Humana Inc. this morning released financial results for its third quarter that showed net profits up more than 13 percent compared to its third quarter 2010 results.
For the quarter ending Sept. 30, 2011, Human posted diluted earnings per common share of $2.67, compared to $2.32 per share in the third quarter last year. The performance easily bested stock analysts estimates of $2.02 per share for 3Q earnings. In total, the company registered a diluted earnings of $448.8 million on revenue of more than $9.3 billion.
According to a company press release announcing the financial results, the strong performance was attributable to continued robust member growth in its core Medicare business, as well as lower-than-forecast benefits expenses, as the economic downturn has resulted in fewer people seeking medical care.
In all, the company noted that it has grown its Medicare business by more than 1.6 million members in the past year, both through internal growth and acquisitions.
[See also: Humana to acquire Arcadian Management Services; Humana to acquire Medicare Advantage HMO MD Care]

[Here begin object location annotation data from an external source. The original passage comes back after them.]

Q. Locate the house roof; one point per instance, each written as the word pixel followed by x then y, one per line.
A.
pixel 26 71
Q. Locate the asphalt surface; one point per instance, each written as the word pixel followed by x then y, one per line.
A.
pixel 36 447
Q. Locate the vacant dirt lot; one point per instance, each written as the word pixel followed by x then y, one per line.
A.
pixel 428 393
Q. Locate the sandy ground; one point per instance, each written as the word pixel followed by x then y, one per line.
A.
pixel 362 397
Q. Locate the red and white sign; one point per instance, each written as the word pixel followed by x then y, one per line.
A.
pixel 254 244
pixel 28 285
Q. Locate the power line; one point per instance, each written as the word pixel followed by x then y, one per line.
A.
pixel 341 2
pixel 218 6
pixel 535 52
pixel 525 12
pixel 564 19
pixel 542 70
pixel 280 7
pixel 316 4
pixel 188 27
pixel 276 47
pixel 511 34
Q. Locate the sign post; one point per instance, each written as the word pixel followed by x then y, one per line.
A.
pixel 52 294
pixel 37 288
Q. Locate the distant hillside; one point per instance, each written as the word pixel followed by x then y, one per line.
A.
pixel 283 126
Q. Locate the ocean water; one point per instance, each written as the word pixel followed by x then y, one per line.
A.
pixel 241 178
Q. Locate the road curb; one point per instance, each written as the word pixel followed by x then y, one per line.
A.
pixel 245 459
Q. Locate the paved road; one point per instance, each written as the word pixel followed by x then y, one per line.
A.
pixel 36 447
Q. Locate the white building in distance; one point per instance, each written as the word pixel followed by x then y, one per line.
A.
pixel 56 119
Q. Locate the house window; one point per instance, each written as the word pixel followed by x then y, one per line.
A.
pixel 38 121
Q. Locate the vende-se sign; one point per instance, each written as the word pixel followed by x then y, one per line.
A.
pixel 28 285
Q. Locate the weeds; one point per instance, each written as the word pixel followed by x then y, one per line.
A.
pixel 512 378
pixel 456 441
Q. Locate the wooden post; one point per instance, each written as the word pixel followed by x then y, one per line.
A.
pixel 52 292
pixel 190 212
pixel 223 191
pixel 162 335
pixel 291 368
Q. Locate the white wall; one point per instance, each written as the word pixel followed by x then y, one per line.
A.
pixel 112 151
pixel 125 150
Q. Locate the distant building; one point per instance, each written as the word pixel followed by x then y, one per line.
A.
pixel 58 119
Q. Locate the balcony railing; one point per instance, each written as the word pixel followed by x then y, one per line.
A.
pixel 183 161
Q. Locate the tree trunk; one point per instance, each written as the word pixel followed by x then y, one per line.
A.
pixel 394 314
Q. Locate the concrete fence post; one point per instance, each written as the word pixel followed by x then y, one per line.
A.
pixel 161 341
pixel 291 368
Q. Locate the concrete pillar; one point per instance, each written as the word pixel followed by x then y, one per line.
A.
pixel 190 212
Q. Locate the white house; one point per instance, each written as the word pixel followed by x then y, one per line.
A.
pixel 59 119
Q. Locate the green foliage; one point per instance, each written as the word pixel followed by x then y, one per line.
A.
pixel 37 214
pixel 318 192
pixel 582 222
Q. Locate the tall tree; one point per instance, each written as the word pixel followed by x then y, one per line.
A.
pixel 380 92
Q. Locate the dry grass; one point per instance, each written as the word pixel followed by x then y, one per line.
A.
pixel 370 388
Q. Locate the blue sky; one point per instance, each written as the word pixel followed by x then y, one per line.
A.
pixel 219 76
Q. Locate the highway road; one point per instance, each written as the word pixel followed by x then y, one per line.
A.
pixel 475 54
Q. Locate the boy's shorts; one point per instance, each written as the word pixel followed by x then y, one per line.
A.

"Our favorable results in the third quarter and year to date reflect strong operating performance across multiple businesses," said Michael B. McCallister, Humana's chairman of the board and CEO, in the earnings release. "In Medicare, our clear focus on strong financial protection and higher quality coordinated healthcare for seniors represents a powerful value proposition, and continues to drive membership growth, now nearly 4.5 million people."
As a result of the strong results, Humana raised its full-year 2011 guidance for earnings per share (EPS) to $8.35 to $8.40, which is more than $3.00 higher than its 2011 estimates made a year ago of $5.35 to $5.55 per share and higher than its latest estimates released a couple of months ago of $7.50 to $7.60 EPS for the year.
It also gave a preliminary 2012 earnings estimate of $7.40 to $7.60 per share, well below analysts' consensus forecasts of $7.70 per share.
Stock analysts note that Humana and other insurers have recently given low-ball earnings estimates that provide plenty of wiggle room to allow them to either meet forecast or revise them upward, as medical utilization and member growth come into better focus.
"HUM reported another strong quarter, beating the consensus EPS estimate by 32 precent and raising its 2011 EPS guidance," noted Jason Gurda a healthcare investment analyst with New York-based Leerink Swan. "Initial 2012 EPS guidance came in below the consensus; however, HUM's guidance has been substantially below what the company has actually earned in recent years, and we doubt Street estimates will move lower."